Die wesentliche Verbesserung erfolgt dadurch, dass eine Schneidbuchse mit den in Anspruch
15 angegebenen Merkmalen eingesetzt wird.
[0008] Die erfindungsgemäße Schneidvorrichtung, insbesondere Rotationsablängmaschine für
Werkstücke aus der Kunststoff- und/oder Gummiextrusion, weist ein Maschinengestell
auf, ein am Maschinengestell angeordnetes und rotierbar antreibbares Messer, eine
am Maschinengestell angeordnete Schneidbuchse mit einer sich in Längsrichtung der
Schneidbuchse erstreckenden Ausnehmung zur Aufnahme eines abzulängenden Werkstückes,
wobei die Schneidbuchse einen sich im Wesentlichen quer dazu erstreckenden Schneidspalt
aufweist, der zum Hindurchführen des Messers vorgesehen und bestimmt ist.

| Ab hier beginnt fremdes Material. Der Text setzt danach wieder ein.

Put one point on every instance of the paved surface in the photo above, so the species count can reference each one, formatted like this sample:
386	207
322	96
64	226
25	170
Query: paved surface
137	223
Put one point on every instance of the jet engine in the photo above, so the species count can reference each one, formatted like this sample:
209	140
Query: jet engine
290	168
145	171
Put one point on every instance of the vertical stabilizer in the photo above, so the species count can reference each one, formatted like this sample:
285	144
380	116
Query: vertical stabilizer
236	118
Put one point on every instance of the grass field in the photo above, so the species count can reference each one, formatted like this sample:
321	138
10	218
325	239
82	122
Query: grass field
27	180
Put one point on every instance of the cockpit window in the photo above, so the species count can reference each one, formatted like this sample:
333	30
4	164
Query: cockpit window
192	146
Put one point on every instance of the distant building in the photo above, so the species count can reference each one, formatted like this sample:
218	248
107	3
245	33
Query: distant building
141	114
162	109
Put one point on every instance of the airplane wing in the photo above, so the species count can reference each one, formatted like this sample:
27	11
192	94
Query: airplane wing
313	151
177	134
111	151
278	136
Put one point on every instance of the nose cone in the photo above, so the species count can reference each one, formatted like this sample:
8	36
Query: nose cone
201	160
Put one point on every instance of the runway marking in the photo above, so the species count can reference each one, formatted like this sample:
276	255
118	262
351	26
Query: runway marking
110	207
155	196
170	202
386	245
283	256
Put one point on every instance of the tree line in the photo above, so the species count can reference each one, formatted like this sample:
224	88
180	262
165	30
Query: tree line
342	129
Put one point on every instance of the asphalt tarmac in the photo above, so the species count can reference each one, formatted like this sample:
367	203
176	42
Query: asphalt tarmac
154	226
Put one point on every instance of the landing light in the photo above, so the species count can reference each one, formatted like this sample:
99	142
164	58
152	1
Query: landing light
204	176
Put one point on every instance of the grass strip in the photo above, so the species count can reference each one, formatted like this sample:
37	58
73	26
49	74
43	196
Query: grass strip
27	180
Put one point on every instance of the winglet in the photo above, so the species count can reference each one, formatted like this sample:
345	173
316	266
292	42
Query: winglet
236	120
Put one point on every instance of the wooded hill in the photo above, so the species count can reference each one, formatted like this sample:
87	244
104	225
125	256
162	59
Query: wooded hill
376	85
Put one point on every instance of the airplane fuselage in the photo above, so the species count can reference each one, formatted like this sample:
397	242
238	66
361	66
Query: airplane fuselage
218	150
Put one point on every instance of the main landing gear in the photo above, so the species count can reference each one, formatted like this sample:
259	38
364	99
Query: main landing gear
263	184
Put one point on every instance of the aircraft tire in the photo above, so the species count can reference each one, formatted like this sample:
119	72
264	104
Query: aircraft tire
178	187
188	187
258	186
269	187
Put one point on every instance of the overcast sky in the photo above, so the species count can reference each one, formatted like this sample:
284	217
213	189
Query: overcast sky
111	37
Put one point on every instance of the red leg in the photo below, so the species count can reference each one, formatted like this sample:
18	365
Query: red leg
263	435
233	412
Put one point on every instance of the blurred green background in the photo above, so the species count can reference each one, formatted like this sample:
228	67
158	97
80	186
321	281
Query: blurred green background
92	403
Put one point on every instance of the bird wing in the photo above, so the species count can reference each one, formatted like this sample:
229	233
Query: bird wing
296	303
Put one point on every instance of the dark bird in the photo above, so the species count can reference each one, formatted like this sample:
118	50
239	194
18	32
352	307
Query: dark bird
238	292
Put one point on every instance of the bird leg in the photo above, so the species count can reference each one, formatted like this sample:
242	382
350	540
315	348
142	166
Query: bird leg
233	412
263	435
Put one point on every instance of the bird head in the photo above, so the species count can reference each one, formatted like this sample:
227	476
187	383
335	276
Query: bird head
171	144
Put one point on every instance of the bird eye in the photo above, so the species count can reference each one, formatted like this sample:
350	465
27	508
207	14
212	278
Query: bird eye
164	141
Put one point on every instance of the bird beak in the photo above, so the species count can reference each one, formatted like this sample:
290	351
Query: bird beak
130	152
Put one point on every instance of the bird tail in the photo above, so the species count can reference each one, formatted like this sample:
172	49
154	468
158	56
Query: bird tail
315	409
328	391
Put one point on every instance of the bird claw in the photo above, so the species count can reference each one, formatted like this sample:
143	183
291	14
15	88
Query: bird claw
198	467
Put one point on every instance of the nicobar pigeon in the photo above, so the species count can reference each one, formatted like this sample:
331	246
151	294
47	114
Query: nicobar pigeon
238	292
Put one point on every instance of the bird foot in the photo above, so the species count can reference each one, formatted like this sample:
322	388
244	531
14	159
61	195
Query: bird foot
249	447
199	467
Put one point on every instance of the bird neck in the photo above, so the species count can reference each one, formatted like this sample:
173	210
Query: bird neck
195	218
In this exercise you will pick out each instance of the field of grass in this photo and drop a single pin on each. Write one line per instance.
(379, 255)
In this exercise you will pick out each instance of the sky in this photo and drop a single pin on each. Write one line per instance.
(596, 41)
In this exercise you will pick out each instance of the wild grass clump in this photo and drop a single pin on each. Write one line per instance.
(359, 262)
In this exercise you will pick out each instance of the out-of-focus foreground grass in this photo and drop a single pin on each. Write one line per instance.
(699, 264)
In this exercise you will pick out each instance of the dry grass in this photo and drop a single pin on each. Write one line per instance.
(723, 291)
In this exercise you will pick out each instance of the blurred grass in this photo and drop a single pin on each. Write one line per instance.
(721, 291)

Gemäß der
Erfindung weist die Schneidbuchse eine Vielzahl von hintereinander angeordneten Scheiben
auf.
[0009] Grundgedanke der vorliegenden Erfindung ist es, den Aufbau der Schneidbuchse für
die Schneidvorrichtung zu verbessern und zu vereinfachen, so dass zum einen die Herstellung
der Schneidbuchse kostengünstiger ist und in einer Weiterbildung auch ein verbessertes
Schneidergebnis erzielt wird. Gemäß der Erfindung ist die Schneidbuchse nicht wie
beim Stand der Technik einstückig durch ein funkenerosiv bearbeitetes Drehteil gebildet,
sondern scheibenweise aufgebaut, wobei die Dicke der Scheiben so bemessen ist, dass
diese möglichst kostengünstig hergestellt und bearbeitet werden können. Typischerweise
erfolgt die Herstellung der Scheiben, das heißt das Erzeugen der Außenkontur sowie
das Erzeugen der an das Werkstück angepassten Innenkontur der Ausnehmung durch Brennen,
insbesondere Laserschneiden oder Fräsen. Grundsätzlich könnte diese Formgebung auch
durch Stanzen erfolgen, derzeit dürfte dies jedoch aufgrund der Stanzwerkzeugkosten
nicht wirtschaftlich zu sein. Zur Verbindung der Scheiben miteinander können vorteilhaft
Schraubverbindungen eingesetzt werden, die weiter unten noch im Einzelnen beschrieben
sind. Die insofern erforderlichen Ausnehmungen bzw. Bohrungen können ebenfalls durch
Schneiden aber auch spanabhebend oder in anderer geeigneteter Weise gebildet werden.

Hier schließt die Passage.